Rückblick 2011: die 10 besten Musikvideos
Was uns bewegt hat (und was sich selbst bewegt hat); die zehn besten Musikvideos 2011. Eine Auswahl von Jochen Overbeck.
Is Tropical – The Greeks
Früh übt sich, was ein guter Häuserkämpfer werden will: Für „The Greeks“ ließen Is Tropical den Nachwuchs an die Waffen – und animierten in die doch recht klassische Räuber-und-Gendarm-Situation jede Menge Explosionen und hinreichend Kunstblut. Wer soviel Gewalt nur erträgt, wenn ihm ein Statement des Künstlers dazu in die Hand gegeben wird, bitte sehr: Auf der Homepage ihres Labels Kitsune betonten Is Tropical, dass es keinerlei politischen Subtext gebe. Alles nur Spaß, okay?
Foster The People – Helena Beat
Auch Foster The People dachten sich nicht so viel beim Videodreh zu „Helena Beat“, wie sie uns neulich beim Blind Date verrieten. Das offenbar recht großzügig bemessene Budget legten sie aber ebenfalls in ordentlich Gewaltdarstellung an: Im Clip fährt die Band durch eine Endzeitlandschaft, in der allerhand Gestalten marodieren und lauern.
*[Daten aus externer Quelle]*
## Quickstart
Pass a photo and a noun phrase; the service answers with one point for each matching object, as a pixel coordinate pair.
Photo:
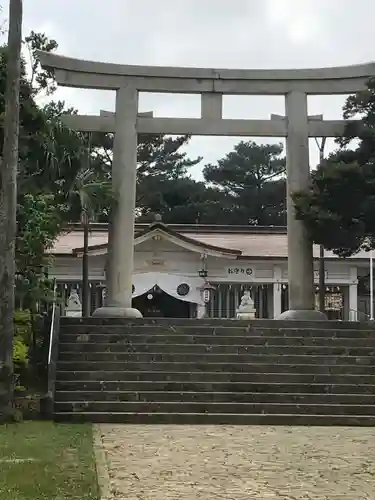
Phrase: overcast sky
(208, 33)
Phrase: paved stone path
(239, 463)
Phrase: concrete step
(214, 322)
(204, 365)
(218, 376)
(209, 357)
(239, 387)
(216, 396)
(226, 331)
(213, 407)
(215, 419)
(115, 349)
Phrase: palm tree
(8, 206)
(91, 193)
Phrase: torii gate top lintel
(73, 72)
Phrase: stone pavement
(239, 463)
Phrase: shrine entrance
(158, 304)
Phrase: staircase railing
(53, 347)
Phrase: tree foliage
(339, 206)
(252, 177)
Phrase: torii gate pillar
(124, 178)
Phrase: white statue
(74, 306)
(246, 309)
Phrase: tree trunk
(322, 292)
(85, 270)
(322, 272)
(8, 206)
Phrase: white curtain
(144, 282)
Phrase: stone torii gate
(211, 84)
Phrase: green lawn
(60, 464)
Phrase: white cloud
(213, 33)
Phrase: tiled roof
(251, 244)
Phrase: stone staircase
(215, 372)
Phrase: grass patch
(47, 461)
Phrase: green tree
(252, 176)
(89, 194)
(339, 206)
(8, 205)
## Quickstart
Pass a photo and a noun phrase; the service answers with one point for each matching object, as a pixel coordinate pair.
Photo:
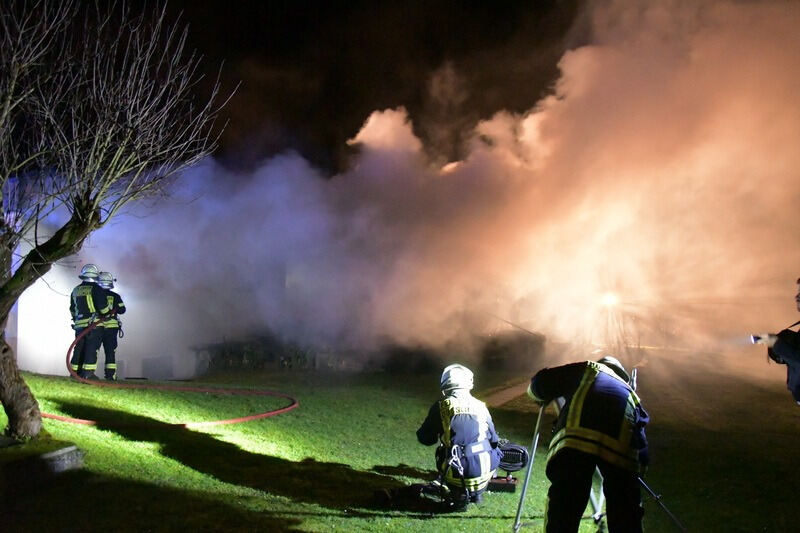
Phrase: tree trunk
(24, 417)
(22, 409)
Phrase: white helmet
(456, 376)
(89, 272)
(614, 364)
(106, 280)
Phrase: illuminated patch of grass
(312, 469)
(719, 458)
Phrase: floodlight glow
(609, 299)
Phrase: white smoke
(664, 168)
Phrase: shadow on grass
(405, 470)
(84, 501)
(332, 485)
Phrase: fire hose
(293, 403)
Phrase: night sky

Die Optik liegt dabei ziemlich genau auf halber Strecke zwischen „Mad Max“ und „Die Klapperschlange“.
Cut Copy – Need You Now
Die Vermutung eines der User-Kommentare, die Band weise mit diesem Clip auf eventuelle olympische Ambitionen Australiens hin, ist nicht von der Hand zu weisen. Aber auch wenn man sich nicht für Sport interessiert: Die Bildsprache des Clips ist ziemlicher Wahnsinn und passt gut zu den hochgezüchteten Hooks. Regie führte Keith Schofield, dessen Video zu Duck Sauces „Big Bad Wolf“ erst vor ein paar Wochen durch die Blogs gereicht wurde.
DJ Shadow – Scale It Back
Wie sich die Typen, die Kartentricks machen, merken können, welche Karte wo sitzt? Im Video zu DJ Shadows „Scale It Back“ wird quasi in den Kopf eines Kartenspielers geschaut – und das dortige Innenleben detailgenau nachgebaut – übrigens vom Regisseuren-Team Casey & Ewan, das zuletzt mit Fujiya & Miyagi an deren Handpuppen-CI zum Album „Ventriloquizing“ arbeiteren.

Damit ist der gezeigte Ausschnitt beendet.